She was beginning to feel nervous.
“I must get there, but I simply couldn’t take the van,” she said. “It’s so terribly unreliable.”
He hesitated.
“What time have you to be in Wick?” he asked.
“In the early afternoon.” She was trying to work out some other plan. “I could almost get there and back tonight.”
“Not in the state your van was in when I last saw it,” he decided briefly.
“I might manage as far as Lybster. The lines can’t be down all the way along the coast.” She didn’t want his help if it was going to be offered reluctantly. “I could chance the van as far as that.”
“You’d better leave this to me,” he said. “I’m going down to Golspie with the timber people. If I can get word through from there, I will.”

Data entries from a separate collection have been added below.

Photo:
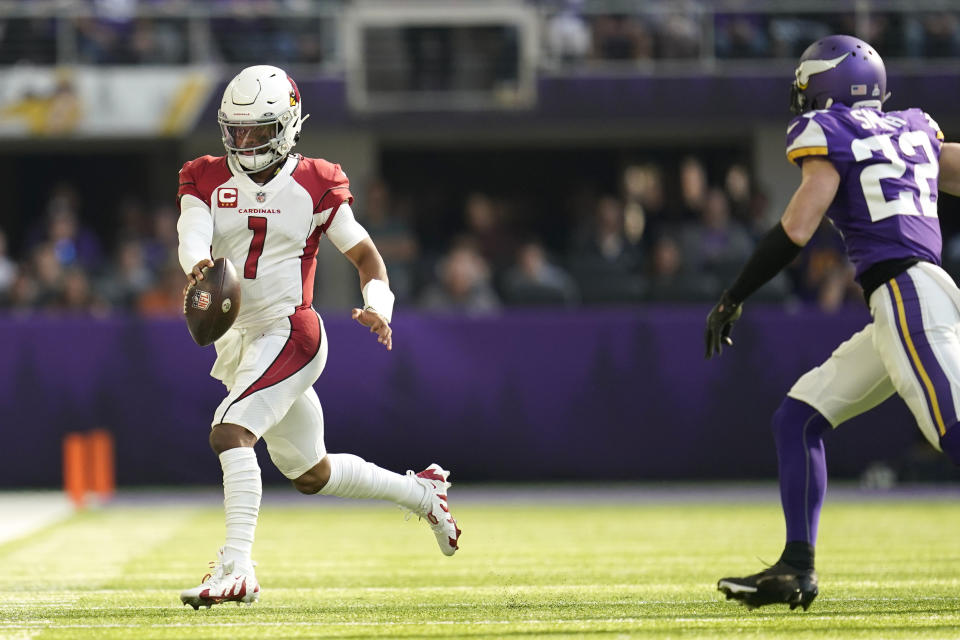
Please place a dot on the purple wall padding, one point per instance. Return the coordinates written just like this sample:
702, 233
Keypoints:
614, 394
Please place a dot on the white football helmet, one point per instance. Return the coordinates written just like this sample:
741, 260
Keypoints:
260, 117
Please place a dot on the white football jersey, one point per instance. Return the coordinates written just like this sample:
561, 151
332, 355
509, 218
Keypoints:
270, 232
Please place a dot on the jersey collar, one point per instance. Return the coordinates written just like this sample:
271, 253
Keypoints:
263, 193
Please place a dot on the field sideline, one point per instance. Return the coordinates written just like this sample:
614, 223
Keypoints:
560, 563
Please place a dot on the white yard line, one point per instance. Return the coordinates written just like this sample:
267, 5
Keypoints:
23, 512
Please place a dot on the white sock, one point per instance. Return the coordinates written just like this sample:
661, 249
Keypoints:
241, 500
353, 477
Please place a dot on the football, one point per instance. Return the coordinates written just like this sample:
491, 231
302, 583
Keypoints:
211, 305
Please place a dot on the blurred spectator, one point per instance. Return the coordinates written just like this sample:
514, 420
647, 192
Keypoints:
463, 283
76, 295
485, 225
716, 246
678, 32
23, 294
738, 190
162, 242
647, 215
158, 41
164, 298
568, 35
693, 187
72, 243
8, 269
28, 41
47, 269
669, 281
128, 277
534, 280
605, 263
621, 37
393, 236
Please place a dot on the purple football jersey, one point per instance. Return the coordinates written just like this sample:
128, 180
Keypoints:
886, 204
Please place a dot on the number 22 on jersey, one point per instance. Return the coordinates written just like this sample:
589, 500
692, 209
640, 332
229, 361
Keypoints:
893, 169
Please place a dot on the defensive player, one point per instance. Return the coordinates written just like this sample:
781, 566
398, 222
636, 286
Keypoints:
266, 208
874, 174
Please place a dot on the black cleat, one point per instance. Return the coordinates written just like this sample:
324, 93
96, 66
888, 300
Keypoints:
779, 584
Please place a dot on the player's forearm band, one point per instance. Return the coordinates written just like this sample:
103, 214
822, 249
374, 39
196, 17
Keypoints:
378, 297
774, 251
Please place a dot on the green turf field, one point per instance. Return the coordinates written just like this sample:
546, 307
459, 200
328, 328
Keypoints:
888, 569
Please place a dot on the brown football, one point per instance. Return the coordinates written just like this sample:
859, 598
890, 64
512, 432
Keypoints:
212, 304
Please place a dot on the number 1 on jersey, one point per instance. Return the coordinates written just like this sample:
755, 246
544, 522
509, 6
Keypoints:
259, 228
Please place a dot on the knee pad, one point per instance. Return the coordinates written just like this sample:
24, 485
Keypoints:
793, 417
950, 443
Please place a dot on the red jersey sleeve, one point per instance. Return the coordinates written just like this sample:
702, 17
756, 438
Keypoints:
198, 178
325, 181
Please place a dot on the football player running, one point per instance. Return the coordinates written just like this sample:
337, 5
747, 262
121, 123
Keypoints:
266, 208
874, 174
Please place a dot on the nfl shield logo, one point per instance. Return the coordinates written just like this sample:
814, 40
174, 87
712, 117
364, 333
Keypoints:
202, 300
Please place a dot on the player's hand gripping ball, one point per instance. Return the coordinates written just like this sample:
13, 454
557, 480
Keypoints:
212, 300
720, 324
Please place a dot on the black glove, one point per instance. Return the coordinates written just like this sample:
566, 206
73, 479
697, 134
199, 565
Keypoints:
720, 324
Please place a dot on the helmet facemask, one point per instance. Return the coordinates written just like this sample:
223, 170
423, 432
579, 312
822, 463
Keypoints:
260, 118
254, 145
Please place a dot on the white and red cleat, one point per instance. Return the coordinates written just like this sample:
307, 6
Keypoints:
434, 508
227, 583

“And if not?” Her eyes were anxious. “I can’t chance being able to telephone in the morning.”
She felt peculiarly helpless, all of a sudden, aware of the treachery of the elements as never before. It was the wrong time of year to be taking unnecessary risks, especially with someone as ill as her mother.
“I won’t leave it too late,” he promised abruptly. “If there’s no other way I’ll take you to Wick myself.”
“I couldn’t let you do that,” she protested.
“You may have to,” he told her. “There’s no one else with a car suitable enough within reasonable distance.”
“I—wondered about Major Searle.”
He shook his head.
“He hasn’t bothered about a car since he came here.” “Then—”
“It must be me,” he supplied dryly. “Don’t worry, you won’t have to feel obliged. I can fit in a business trip to Wick which is long overdue, if I have to take you.”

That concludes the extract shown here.